Nainital: The Uttarakhand High Court has directed the state government to totally abolish the system of revenue police within a year and hand over areas under its jurisdiction to regular police.
Uttarakhand is the only state in the country where the system of revenue police coexists alongside regular police.
Revenue police, which is manned by revenue department officials, has limited powers with only remote rural areas of the hill state coming under its jurisdiction. A division bench of the high court comprising Chief Justice Ritu Bahri and Justice Rakesh Kumar Thapliyal issued the order on Tuesday while hearing a PIL seeking abolition of the system.
The high court had ordered removal of the nearly a century-old practice of revenue police from the state also in 2018 while hearing a dowry death related case which was handled shoddily by the revenue police.
Again in 2022, a division bench of the high court comprising the then Chief Justice Vipin Sanghi and Justice RC Khulbe passed similar orders while hearing a PIL which alleged that the investigation into the murder of resort receptionist Ankita Bhandari would not have been delayed if it came directly to regular police rather than being handled initially by revenue police.

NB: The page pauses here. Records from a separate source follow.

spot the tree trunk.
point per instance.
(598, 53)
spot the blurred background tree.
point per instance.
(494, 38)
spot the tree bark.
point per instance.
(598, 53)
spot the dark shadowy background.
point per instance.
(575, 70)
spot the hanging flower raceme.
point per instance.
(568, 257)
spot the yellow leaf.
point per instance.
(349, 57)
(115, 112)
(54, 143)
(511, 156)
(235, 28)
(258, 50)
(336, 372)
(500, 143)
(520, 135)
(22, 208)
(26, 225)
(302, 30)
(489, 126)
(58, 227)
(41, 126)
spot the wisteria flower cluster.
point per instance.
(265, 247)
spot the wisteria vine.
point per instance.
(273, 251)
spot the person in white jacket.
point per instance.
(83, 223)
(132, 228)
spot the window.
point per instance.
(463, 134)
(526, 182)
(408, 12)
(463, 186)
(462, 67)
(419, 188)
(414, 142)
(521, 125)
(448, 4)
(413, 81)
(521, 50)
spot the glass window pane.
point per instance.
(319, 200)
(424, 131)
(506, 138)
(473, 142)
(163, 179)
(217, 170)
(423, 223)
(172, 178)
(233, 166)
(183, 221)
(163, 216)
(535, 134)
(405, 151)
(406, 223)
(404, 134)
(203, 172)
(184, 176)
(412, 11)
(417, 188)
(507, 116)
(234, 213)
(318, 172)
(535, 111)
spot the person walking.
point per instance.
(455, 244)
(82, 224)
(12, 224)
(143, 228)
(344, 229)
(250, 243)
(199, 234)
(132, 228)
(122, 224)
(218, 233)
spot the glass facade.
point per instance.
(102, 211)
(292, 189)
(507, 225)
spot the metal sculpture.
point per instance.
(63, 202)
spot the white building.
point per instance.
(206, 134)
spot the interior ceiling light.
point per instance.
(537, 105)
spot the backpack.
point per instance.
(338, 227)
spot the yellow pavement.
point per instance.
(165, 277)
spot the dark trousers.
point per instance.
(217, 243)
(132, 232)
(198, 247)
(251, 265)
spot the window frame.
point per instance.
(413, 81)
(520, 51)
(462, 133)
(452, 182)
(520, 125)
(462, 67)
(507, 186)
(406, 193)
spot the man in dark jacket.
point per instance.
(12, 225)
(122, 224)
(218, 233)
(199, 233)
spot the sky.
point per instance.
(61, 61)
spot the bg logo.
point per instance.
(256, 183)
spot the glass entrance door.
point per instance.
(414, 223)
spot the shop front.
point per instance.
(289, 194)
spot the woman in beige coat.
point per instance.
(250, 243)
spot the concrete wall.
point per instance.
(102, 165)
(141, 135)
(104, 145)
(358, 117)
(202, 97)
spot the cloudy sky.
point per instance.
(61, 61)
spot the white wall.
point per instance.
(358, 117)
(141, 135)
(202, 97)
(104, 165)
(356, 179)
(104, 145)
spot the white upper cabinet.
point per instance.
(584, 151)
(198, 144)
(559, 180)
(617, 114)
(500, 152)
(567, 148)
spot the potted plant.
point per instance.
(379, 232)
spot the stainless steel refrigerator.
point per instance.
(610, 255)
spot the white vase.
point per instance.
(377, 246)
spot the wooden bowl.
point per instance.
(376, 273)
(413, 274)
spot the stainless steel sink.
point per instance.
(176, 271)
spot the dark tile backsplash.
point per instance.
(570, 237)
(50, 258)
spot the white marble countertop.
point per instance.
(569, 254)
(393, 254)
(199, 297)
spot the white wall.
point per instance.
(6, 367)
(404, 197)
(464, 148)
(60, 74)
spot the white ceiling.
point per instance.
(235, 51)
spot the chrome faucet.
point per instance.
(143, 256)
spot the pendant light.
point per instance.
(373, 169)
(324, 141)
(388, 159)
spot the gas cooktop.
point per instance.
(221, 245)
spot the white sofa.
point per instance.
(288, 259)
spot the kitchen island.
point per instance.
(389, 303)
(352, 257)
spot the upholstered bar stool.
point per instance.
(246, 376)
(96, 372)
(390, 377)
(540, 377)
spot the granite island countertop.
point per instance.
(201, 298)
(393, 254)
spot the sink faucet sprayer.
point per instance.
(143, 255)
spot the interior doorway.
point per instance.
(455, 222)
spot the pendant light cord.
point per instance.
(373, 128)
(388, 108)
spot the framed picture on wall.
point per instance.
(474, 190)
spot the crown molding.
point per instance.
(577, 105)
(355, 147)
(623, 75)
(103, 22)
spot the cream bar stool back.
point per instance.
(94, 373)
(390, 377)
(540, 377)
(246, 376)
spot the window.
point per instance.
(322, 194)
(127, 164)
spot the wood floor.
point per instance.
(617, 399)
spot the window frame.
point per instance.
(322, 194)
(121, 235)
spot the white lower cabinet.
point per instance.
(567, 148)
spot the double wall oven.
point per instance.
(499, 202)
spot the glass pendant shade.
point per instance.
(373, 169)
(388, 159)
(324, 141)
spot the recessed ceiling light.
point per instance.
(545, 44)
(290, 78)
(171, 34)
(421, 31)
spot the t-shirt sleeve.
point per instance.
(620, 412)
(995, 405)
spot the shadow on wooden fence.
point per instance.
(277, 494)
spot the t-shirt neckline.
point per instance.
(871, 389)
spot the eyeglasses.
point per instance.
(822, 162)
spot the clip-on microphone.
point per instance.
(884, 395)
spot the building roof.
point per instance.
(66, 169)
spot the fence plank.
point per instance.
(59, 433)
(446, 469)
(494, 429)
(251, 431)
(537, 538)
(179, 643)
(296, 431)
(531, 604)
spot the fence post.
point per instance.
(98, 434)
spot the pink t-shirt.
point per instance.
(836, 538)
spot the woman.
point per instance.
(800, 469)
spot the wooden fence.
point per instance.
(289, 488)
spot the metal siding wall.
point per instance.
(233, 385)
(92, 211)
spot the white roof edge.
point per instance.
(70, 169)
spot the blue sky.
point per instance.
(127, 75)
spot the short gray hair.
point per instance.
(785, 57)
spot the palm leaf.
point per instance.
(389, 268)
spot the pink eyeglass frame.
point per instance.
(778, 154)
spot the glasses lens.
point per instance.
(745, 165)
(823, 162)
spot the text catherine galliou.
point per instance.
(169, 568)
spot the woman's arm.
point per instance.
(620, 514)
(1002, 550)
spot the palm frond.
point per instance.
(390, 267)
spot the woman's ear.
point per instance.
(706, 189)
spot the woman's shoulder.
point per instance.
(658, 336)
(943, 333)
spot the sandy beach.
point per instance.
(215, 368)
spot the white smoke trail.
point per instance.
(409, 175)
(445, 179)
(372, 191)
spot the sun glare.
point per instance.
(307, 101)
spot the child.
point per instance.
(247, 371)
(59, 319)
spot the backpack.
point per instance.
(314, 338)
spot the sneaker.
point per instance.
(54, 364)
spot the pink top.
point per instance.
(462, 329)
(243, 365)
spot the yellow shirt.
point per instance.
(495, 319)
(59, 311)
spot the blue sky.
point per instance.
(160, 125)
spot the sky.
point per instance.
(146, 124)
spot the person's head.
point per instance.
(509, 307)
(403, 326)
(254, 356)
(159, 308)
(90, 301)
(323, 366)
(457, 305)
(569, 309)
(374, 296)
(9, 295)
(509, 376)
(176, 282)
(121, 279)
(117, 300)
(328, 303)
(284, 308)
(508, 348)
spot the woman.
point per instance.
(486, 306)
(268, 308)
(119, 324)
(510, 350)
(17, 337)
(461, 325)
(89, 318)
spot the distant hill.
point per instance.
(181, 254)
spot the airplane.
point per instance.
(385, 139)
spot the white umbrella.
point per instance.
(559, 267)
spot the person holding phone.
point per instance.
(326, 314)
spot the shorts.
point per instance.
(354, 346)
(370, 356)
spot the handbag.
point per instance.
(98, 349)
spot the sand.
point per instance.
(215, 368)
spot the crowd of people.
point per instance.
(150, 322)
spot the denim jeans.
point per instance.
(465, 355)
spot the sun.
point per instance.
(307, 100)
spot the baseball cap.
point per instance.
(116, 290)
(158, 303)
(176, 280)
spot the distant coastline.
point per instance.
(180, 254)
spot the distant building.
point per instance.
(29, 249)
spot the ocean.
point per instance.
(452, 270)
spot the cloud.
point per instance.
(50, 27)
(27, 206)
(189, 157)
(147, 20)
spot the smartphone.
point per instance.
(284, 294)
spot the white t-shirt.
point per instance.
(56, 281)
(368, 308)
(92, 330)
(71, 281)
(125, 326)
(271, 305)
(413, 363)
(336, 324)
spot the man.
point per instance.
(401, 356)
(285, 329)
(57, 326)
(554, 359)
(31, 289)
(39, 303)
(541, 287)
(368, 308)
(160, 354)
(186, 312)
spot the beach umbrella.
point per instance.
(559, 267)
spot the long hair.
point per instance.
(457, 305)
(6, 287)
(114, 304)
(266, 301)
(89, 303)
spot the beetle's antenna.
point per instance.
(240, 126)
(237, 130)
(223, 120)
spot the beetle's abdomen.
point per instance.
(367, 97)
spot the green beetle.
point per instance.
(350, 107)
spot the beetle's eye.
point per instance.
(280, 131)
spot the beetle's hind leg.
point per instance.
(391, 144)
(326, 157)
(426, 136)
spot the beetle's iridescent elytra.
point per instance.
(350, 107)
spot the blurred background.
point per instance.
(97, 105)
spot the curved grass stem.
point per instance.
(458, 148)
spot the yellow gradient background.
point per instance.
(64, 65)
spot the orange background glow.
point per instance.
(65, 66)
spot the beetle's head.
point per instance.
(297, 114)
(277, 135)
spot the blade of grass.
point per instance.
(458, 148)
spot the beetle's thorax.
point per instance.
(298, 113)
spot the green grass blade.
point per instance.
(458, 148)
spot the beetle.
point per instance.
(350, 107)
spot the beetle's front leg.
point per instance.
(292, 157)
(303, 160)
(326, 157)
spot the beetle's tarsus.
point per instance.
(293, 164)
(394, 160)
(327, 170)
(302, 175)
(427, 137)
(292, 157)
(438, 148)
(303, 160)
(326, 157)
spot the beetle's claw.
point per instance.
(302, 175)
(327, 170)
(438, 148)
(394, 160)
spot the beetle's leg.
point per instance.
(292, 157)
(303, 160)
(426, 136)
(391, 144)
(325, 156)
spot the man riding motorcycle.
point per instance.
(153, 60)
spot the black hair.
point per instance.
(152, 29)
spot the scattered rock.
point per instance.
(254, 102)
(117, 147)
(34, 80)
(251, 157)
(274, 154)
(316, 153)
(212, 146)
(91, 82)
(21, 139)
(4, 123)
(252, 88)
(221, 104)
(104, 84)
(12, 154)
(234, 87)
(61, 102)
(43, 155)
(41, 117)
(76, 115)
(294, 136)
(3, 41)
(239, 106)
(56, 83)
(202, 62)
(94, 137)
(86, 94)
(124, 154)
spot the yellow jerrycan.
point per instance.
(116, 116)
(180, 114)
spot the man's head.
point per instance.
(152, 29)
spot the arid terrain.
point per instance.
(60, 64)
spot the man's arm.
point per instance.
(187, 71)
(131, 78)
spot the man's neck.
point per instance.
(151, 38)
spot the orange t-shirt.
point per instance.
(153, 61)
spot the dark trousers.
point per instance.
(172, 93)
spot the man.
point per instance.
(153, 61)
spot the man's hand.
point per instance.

The orders were passed in a PIL which said that had the government followed this order, there would not have been so much delay in the investigation of Ankita's murder.
The state cabinet also passed a resolution in October 2022 for abolishing the revenue police system in a phased manner. In 2004, the Supreme Court, in the case of Navin Chandra vs State Government, had felt the need to abolish this system. The SC had observed that the revenue police is not given training like the regular police.
Lack of basic facilities makes it difficult for the revenue police to review a crime, it had said.
The top court had also observed that there should be a uniform system of policing in the state.